With a dash of maple syrup, some raspberries and a sprinkle of cinnamon everyone seemed happy.

Phew crisis averted, time to sit back and enjoy my morning coffee.

Easy Mix Pancake recipe
we have a few different pancake recipes but this one is easy to make, is not overloaded with sugar, the kids can whip them up and they cook quite quickly. I usually make them smallish so the kids can try out a few different pancake topping versions, plus I make a few extra small ones for the kids dolls/special toys.

1 1/2 cups self raising flour (US rounded/generous cups)
1 tsp baking powder
2 Tbsp caster sugar (US 2 Tbsp + 2 tsp)
1/8 tsp salt
60 g (approx 2 oz)  unsalted butter, melted
2 Eggs
1 cup trim (2%) milk (8 fl oz)

Sift together flour, baking flour, sugar and salt.

Add the butter, eggs and milk and mix well with a whisk until no lumps remain. Allow to stand for 15 minutes

Set the oven on very low heat and pop a serving plate onto a rack in middle of the oven.

Heat large frying pan to medium heat. Rub a small amount of butter onto frying pan, spoon dollops of pancake mixture into pan and smooth into an even circle with back of spoon. Cook on one side until the sides set (they will look dull instead of wet and shiny) and bubbles appear. Using a flat spatula flip the pancake and cook the other side until golden.

Remove from frypan and pop onto the warming plate in the oven until all pancakes are cooked.

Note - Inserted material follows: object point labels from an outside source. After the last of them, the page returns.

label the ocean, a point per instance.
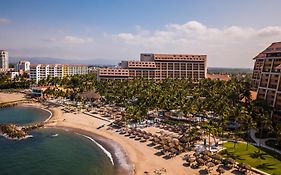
(49, 150)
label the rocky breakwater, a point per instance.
(12, 131)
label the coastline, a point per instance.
(122, 164)
(38, 106)
(120, 160)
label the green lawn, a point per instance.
(266, 161)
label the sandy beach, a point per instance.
(130, 156)
(141, 156)
(7, 97)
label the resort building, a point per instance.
(159, 66)
(43, 71)
(4, 60)
(267, 75)
(22, 66)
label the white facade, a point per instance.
(23, 66)
(4, 59)
(14, 74)
(42, 71)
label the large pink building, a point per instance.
(159, 66)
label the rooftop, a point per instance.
(273, 48)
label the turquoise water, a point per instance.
(51, 151)
(22, 115)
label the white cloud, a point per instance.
(76, 40)
(4, 21)
(227, 46)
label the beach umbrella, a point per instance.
(210, 164)
(165, 147)
(230, 161)
(244, 166)
(216, 157)
(200, 161)
(180, 148)
(173, 150)
(205, 157)
(205, 152)
(220, 170)
(176, 141)
(196, 154)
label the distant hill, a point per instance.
(229, 70)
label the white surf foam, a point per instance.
(108, 154)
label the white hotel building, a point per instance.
(4, 60)
(159, 67)
(42, 71)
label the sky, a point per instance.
(229, 32)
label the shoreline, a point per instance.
(121, 162)
(38, 106)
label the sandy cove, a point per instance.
(7, 97)
(141, 156)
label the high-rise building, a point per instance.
(159, 66)
(267, 75)
(23, 66)
(4, 59)
(43, 71)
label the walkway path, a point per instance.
(261, 142)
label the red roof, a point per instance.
(273, 48)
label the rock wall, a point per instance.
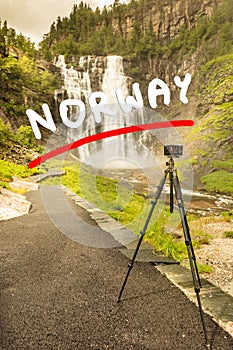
(167, 16)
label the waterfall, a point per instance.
(77, 85)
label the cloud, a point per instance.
(33, 18)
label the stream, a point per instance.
(199, 202)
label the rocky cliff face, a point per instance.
(167, 16)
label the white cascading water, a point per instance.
(78, 86)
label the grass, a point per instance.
(218, 181)
(131, 210)
(228, 234)
(8, 170)
(204, 268)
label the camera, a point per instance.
(173, 150)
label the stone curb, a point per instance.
(215, 302)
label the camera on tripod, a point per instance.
(173, 150)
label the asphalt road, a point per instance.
(59, 294)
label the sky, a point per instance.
(33, 18)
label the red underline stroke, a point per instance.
(107, 134)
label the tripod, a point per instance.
(174, 183)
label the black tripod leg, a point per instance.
(191, 254)
(142, 233)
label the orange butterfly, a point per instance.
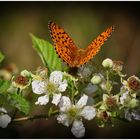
(69, 52)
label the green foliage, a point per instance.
(47, 53)
(1, 57)
(4, 85)
(19, 102)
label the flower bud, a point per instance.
(107, 63)
(25, 73)
(133, 83)
(96, 79)
(20, 82)
(117, 66)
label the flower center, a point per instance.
(72, 112)
(21, 80)
(51, 87)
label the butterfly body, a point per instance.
(69, 52)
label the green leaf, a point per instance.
(19, 102)
(1, 57)
(47, 53)
(4, 85)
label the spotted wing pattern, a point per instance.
(64, 45)
(68, 51)
(95, 46)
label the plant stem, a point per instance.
(42, 116)
(30, 118)
(98, 104)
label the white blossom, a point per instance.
(78, 129)
(42, 100)
(73, 114)
(50, 87)
(124, 97)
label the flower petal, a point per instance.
(43, 100)
(56, 98)
(65, 103)
(82, 101)
(38, 87)
(3, 110)
(64, 119)
(4, 120)
(78, 129)
(56, 77)
(63, 85)
(124, 97)
(88, 112)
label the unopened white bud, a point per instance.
(96, 79)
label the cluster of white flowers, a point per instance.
(69, 113)
(50, 87)
(73, 113)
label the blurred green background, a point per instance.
(83, 21)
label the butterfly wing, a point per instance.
(64, 45)
(95, 46)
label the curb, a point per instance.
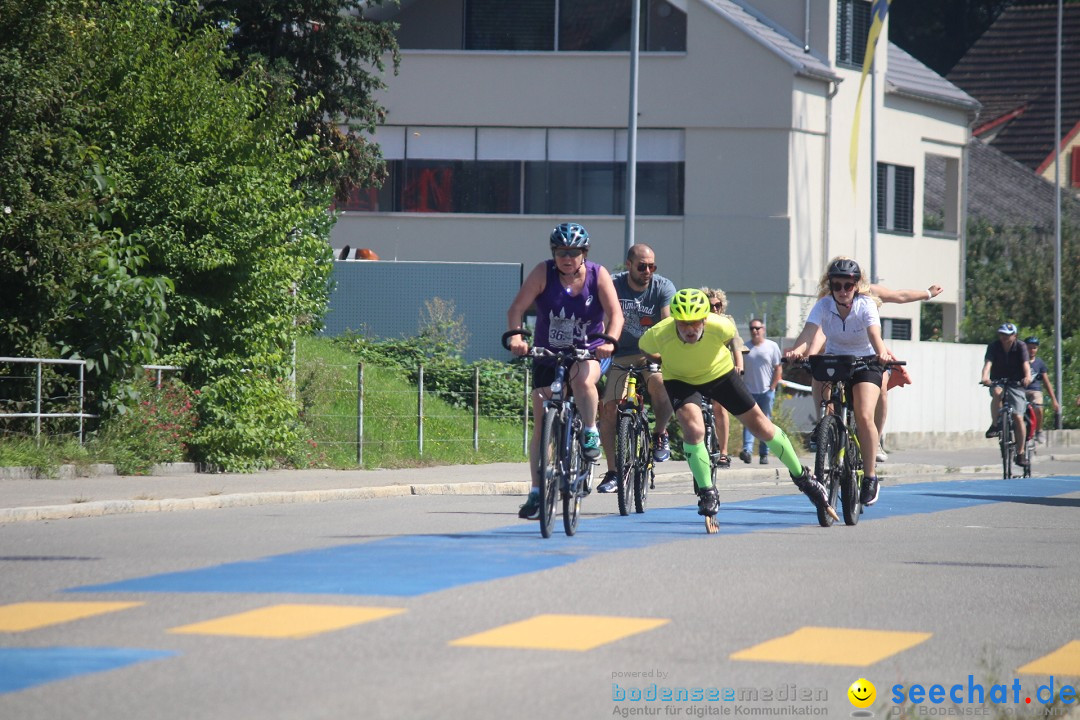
(102, 507)
(726, 479)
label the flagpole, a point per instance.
(1057, 216)
(874, 275)
(632, 127)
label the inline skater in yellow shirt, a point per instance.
(692, 345)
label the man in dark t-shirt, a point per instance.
(1007, 360)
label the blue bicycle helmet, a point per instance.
(569, 234)
(845, 268)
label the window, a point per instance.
(895, 194)
(540, 25)
(517, 25)
(895, 328)
(852, 28)
(523, 171)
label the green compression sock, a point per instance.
(782, 448)
(698, 459)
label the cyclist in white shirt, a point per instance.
(848, 317)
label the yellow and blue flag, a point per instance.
(878, 10)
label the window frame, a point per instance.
(895, 199)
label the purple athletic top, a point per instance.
(565, 320)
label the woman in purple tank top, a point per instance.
(575, 298)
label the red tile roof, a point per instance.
(1011, 70)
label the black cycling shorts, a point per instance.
(874, 372)
(728, 390)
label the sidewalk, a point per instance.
(179, 487)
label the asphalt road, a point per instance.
(449, 607)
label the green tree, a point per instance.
(184, 231)
(44, 198)
(322, 51)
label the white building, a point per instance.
(508, 118)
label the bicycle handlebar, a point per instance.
(589, 353)
(1002, 382)
(856, 362)
(651, 367)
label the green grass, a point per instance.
(45, 458)
(326, 382)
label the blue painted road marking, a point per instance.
(25, 667)
(416, 565)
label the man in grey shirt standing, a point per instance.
(644, 297)
(761, 366)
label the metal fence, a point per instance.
(34, 390)
(429, 423)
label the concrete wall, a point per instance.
(944, 395)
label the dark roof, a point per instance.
(908, 77)
(1000, 191)
(1011, 70)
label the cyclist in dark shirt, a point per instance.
(1007, 360)
(1040, 383)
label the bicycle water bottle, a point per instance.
(632, 396)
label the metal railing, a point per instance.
(433, 425)
(39, 412)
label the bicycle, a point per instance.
(562, 464)
(838, 459)
(633, 457)
(1006, 440)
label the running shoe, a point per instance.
(530, 511)
(591, 444)
(609, 484)
(869, 492)
(661, 450)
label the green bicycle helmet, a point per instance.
(690, 304)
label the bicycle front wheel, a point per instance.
(576, 466)
(643, 469)
(1007, 444)
(551, 471)
(828, 435)
(571, 497)
(625, 454)
(849, 484)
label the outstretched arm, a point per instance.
(889, 295)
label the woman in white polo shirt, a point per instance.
(848, 317)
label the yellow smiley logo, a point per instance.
(862, 693)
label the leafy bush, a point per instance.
(248, 421)
(157, 429)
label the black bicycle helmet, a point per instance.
(569, 234)
(845, 268)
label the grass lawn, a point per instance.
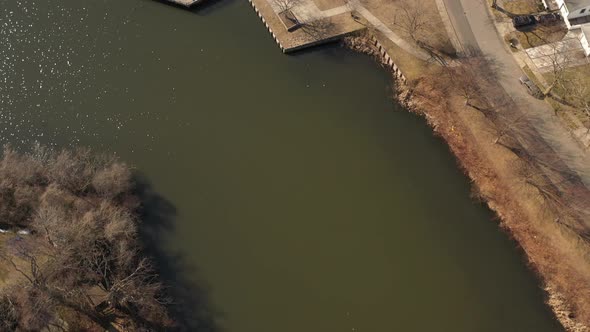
(579, 74)
(411, 67)
(521, 7)
(329, 4)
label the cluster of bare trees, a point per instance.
(564, 195)
(81, 268)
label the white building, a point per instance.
(576, 14)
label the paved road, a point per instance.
(475, 29)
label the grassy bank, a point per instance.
(506, 175)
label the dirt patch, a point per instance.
(329, 4)
(390, 12)
(539, 35)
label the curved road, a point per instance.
(475, 30)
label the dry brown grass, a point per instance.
(540, 35)
(387, 10)
(329, 4)
(573, 75)
(521, 7)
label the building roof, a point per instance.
(573, 5)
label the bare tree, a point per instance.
(319, 29)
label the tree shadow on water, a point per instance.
(191, 306)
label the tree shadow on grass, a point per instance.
(191, 305)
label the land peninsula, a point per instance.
(458, 64)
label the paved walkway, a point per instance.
(307, 11)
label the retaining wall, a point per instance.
(267, 27)
(388, 61)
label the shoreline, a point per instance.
(492, 190)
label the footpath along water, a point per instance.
(300, 196)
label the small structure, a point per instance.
(185, 3)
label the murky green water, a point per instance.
(305, 199)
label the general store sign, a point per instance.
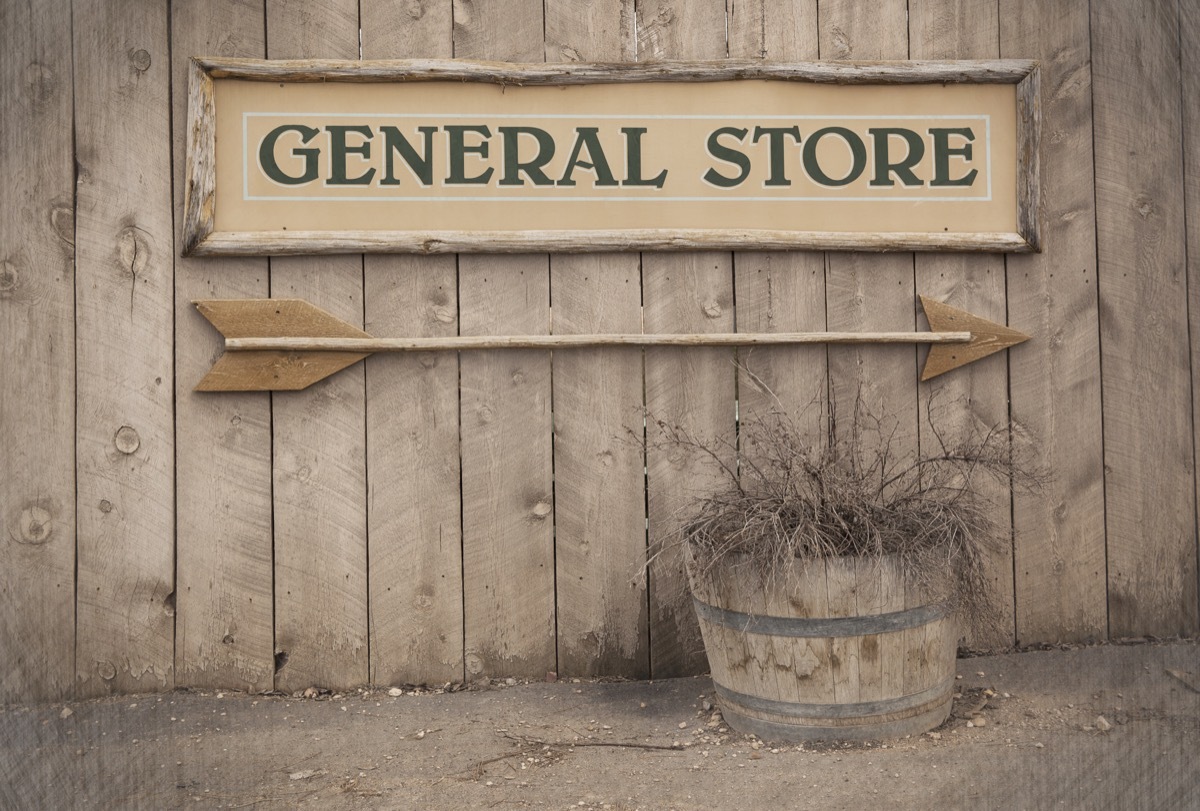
(439, 156)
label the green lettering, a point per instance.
(459, 149)
(267, 155)
(513, 163)
(729, 155)
(942, 154)
(775, 144)
(903, 168)
(634, 160)
(599, 163)
(857, 155)
(394, 140)
(339, 150)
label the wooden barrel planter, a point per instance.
(839, 649)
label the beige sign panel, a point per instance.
(303, 157)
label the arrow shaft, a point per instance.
(577, 341)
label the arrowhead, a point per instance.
(987, 337)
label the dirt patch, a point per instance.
(1026, 732)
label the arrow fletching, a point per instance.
(274, 318)
(987, 337)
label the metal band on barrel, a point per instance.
(867, 709)
(820, 626)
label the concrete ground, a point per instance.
(1103, 727)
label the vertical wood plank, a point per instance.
(507, 486)
(501, 30)
(1189, 67)
(599, 480)
(976, 400)
(507, 446)
(691, 388)
(414, 508)
(37, 509)
(125, 292)
(780, 292)
(1055, 379)
(225, 613)
(863, 30)
(1144, 320)
(319, 456)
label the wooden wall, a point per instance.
(454, 517)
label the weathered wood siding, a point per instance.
(454, 517)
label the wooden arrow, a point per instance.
(286, 344)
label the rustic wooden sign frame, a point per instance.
(201, 236)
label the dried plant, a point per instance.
(786, 497)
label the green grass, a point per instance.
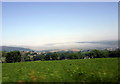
(81, 70)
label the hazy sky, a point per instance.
(33, 23)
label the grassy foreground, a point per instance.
(81, 70)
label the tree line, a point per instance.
(16, 56)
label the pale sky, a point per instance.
(39, 23)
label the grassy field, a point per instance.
(81, 70)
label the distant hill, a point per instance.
(8, 49)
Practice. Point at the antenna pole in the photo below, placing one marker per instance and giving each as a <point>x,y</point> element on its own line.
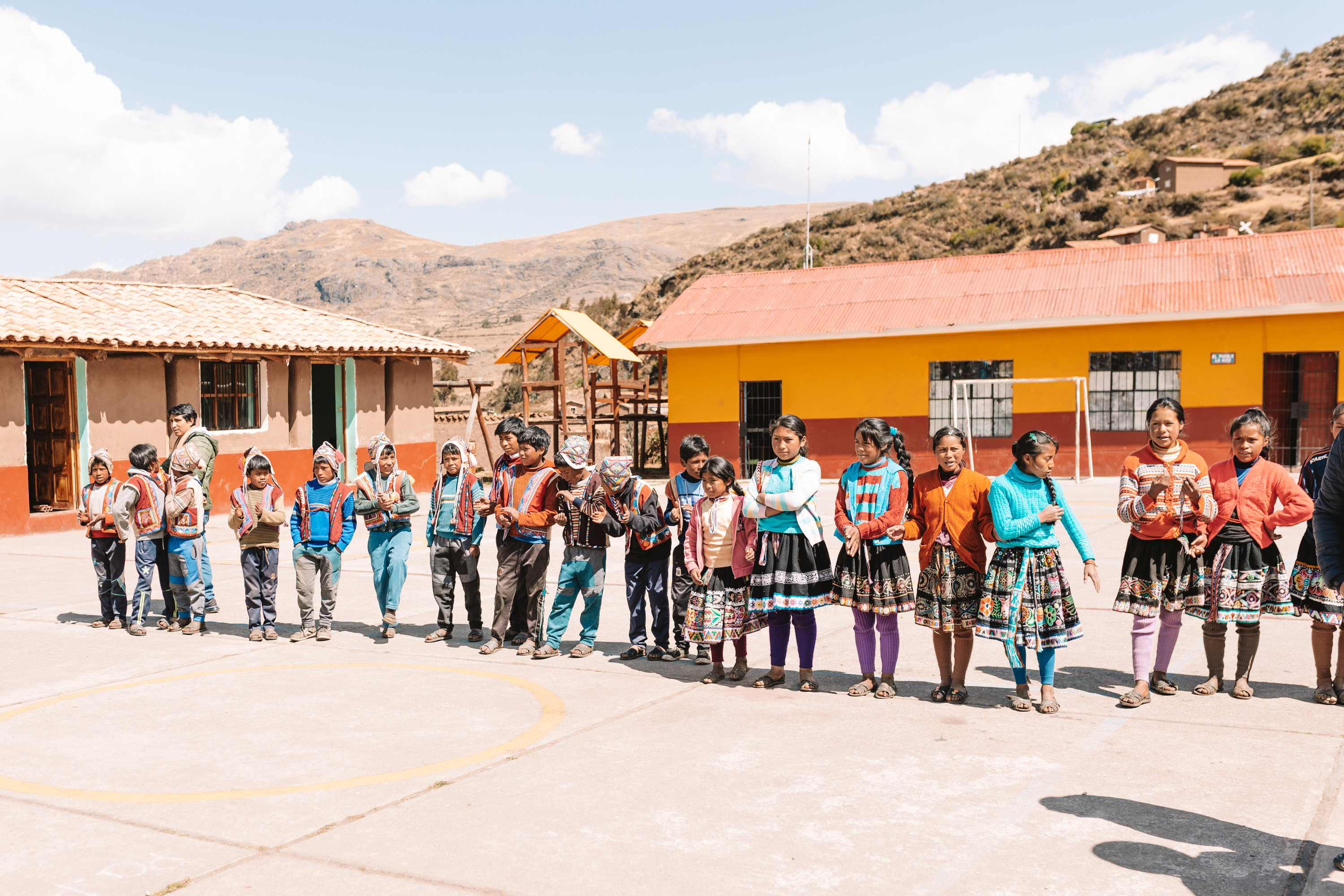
<point>807,230</point>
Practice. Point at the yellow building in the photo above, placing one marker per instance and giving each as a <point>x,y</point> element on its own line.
<point>1219,324</point>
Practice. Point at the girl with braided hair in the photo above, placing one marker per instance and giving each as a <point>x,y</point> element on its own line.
<point>873,574</point>
<point>1027,602</point>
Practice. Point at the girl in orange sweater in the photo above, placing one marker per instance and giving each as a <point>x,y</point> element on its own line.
<point>1166,499</point>
<point>1244,570</point>
<point>951,517</point>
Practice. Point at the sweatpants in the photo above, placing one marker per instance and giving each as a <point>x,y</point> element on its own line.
<point>189,590</point>
<point>1160,630</point>
<point>681,595</point>
<point>582,571</point>
<point>518,617</point>
<point>804,625</point>
<point>647,583</point>
<point>109,566</point>
<point>452,560</point>
<point>522,578</point>
<point>151,560</point>
<point>740,649</point>
<point>261,569</point>
<point>867,642</point>
<point>389,551</point>
<point>314,566</point>
<point>1046,659</point>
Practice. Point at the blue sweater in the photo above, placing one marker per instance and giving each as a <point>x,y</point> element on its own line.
<point>319,524</point>
<point>1017,497</point>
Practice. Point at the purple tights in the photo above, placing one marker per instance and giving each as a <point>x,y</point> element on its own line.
<point>806,626</point>
<point>867,644</point>
<point>1164,629</point>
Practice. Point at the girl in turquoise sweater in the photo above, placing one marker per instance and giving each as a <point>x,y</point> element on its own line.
<point>1027,602</point>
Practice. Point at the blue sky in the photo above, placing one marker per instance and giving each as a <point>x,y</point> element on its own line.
<point>233,119</point>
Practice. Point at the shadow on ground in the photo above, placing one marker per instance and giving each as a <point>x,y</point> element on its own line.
<point>1237,860</point>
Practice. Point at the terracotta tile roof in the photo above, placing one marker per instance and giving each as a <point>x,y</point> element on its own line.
<point>1299,272</point>
<point>155,316</point>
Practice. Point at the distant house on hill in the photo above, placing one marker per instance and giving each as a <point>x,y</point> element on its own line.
<point>1194,174</point>
<point>1136,234</point>
<point>89,365</point>
<point>1218,324</point>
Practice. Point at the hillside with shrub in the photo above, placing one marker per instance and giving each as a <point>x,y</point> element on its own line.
<point>1289,120</point>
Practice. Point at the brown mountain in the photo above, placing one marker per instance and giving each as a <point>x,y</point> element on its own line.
<point>468,293</point>
<point>1288,119</point>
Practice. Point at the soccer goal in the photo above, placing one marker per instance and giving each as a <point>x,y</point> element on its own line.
<point>1082,425</point>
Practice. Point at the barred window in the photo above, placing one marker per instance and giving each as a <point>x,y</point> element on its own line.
<point>1121,386</point>
<point>991,404</point>
<point>229,396</point>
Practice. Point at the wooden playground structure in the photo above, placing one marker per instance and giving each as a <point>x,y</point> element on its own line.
<point>631,412</point>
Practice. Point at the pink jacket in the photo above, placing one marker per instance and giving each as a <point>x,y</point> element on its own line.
<point>744,530</point>
<point>1254,499</point>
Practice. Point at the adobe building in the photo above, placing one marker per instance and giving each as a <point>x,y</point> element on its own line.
<point>1135,234</point>
<point>1219,324</point>
<point>1194,175</point>
<point>89,365</point>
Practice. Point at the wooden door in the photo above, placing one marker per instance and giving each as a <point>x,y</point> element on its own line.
<point>52,437</point>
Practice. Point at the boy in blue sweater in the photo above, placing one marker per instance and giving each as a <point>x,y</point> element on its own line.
<point>453,532</point>
<point>320,527</point>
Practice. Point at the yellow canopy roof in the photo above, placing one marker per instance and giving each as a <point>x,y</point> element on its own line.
<point>558,322</point>
<point>627,339</point>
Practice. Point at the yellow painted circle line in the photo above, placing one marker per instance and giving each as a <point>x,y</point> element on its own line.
<point>553,711</point>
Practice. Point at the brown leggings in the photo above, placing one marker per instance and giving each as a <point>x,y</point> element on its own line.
<point>1215,644</point>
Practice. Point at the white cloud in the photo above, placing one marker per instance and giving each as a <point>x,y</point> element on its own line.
<point>572,143</point>
<point>771,142</point>
<point>1166,77</point>
<point>944,132</point>
<point>76,158</point>
<point>455,186</point>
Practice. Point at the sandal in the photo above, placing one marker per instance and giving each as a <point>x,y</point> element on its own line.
<point>1162,685</point>
<point>1132,700</point>
<point>1205,689</point>
<point>862,689</point>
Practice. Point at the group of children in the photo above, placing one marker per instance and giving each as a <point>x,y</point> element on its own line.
<point>749,554</point>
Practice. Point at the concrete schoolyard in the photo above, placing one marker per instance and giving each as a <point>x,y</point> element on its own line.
<point>214,765</point>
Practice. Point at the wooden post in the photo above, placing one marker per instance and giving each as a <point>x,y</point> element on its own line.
<point>527,393</point>
<point>616,408</point>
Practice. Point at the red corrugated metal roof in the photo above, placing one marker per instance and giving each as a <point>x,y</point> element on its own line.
<point>1271,273</point>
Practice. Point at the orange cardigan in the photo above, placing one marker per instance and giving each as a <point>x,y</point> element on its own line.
<point>1254,499</point>
<point>964,512</point>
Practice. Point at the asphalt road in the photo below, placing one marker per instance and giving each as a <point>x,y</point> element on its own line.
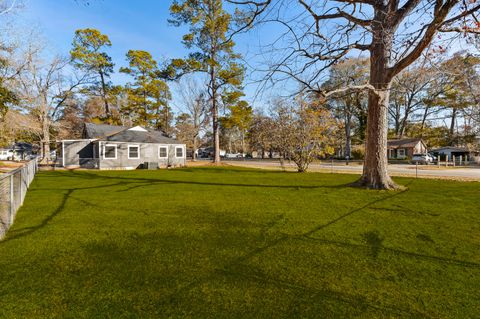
<point>432,171</point>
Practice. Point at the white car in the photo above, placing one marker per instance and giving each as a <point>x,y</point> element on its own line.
<point>422,158</point>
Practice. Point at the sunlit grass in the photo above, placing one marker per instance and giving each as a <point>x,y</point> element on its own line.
<point>226,242</point>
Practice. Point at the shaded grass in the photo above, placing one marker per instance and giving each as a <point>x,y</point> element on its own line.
<point>228,242</point>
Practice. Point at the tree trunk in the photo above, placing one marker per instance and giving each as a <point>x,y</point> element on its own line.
<point>46,141</point>
<point>452,123</point>
<point>348,138</point>
<point>375,168</point>
<point>216,133</point>
<point>104,94</point>
<point>194,149</point>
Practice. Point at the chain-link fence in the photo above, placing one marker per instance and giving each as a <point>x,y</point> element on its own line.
<point>13,188</point>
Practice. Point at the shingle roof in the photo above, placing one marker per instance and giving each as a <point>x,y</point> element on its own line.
<point>115,133</point>
<point>93,131</point>
<point>407,142</point>
<point>140,137</point>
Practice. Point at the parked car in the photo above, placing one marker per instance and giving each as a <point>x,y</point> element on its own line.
<point>422,158</point>
<point>234,155</point>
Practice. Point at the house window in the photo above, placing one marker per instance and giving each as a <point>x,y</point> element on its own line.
<point>133,152</point>
<point>162,152</point>
<point>110,152</point>
<point>179,152</point>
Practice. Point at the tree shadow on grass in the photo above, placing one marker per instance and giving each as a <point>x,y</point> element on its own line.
<point>22,232</point>
<point>190,182</point>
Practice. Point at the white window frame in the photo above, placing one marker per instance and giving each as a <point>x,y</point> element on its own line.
<point>183,152</point>
<point>391,153</point>
<point>128,150</point>
<point>116,151</point>
<point>165,147</point>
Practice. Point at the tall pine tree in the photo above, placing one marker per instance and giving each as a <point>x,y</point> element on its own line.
<point>212,53</point>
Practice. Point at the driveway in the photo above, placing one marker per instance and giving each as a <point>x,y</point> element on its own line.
<point>432,171</point>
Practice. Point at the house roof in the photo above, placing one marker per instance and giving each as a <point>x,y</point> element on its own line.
<point>19,146</point>
<point>452,149</point>
<point>406,142</point>
<point>93,131</point>
<point>135,134</point>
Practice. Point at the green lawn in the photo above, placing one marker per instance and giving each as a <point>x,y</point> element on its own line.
<point>227,242</point>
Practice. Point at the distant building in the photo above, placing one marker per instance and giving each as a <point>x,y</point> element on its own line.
<point>119,147</point>
<point>450,151</point>
<point>17,151</point>
<point>405,148</point>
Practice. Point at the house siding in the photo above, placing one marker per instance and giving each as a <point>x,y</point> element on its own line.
<point>148,153</point>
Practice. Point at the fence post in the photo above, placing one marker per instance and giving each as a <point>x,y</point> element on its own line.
<point>12,208</point>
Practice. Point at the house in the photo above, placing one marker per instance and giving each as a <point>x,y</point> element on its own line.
<point>450,151</point>
<point>17,151</point>
<point>118,147</point>
<point>405,148</point>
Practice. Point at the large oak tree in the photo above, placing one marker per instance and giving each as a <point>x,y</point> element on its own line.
<point>393,33</point>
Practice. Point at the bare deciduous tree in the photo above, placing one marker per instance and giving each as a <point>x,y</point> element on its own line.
<point>303,132</point>
<point>394,33</point>
<point>43,89</point>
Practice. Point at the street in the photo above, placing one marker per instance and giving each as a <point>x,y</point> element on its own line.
<point>432,171</point>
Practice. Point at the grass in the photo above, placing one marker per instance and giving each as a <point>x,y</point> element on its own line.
<point>228,242</point>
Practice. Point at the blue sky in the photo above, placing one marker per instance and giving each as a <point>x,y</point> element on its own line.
<point>139,25</point>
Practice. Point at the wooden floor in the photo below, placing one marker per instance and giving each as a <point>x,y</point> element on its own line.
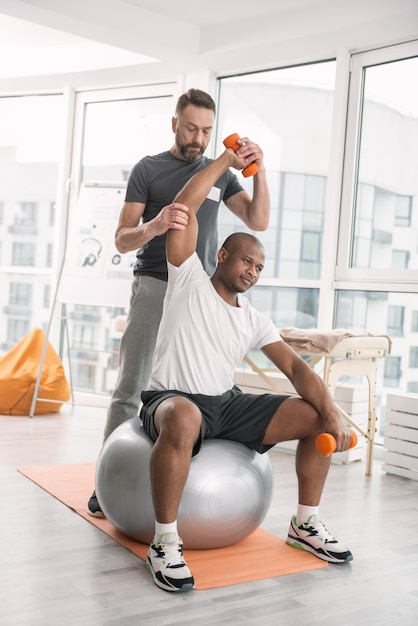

Serve with topping of choice.

Toppings - yes we have all these toppings on the table to choose from
Brown Sugar Peach - saute 2 sliced peaches in pan at medium high heat with 1 Tbsp butter and 2 tsp brown sugar.
Raspberries - we use frozen berries for economy and heat in the microwave for a minute or 2 to make a 'compote'.
Blueberries - same as the raspberries we ususally use frozen, heat in microwave and serve warm
Cinnamon Sugar
Maple Syrup

Linda Vandermeer is a blogger, baker, maker and author of the cookbook ' Sweets on a Stick': More than 150 kid friendly recipes for cakes, candies, cookies and pies on the go!. Published in the US the book is available at most online book stores.

Original Ideas, photography and recipes by Linda Vandermeer do not reuse without permission. 


  1. Oh my those look absolutely gorgeous and delicious!!!

  2. Mm I'd get up early on the weekend for these Linda! :D

  3. I love peaches, those pancakes are looking really wonderful!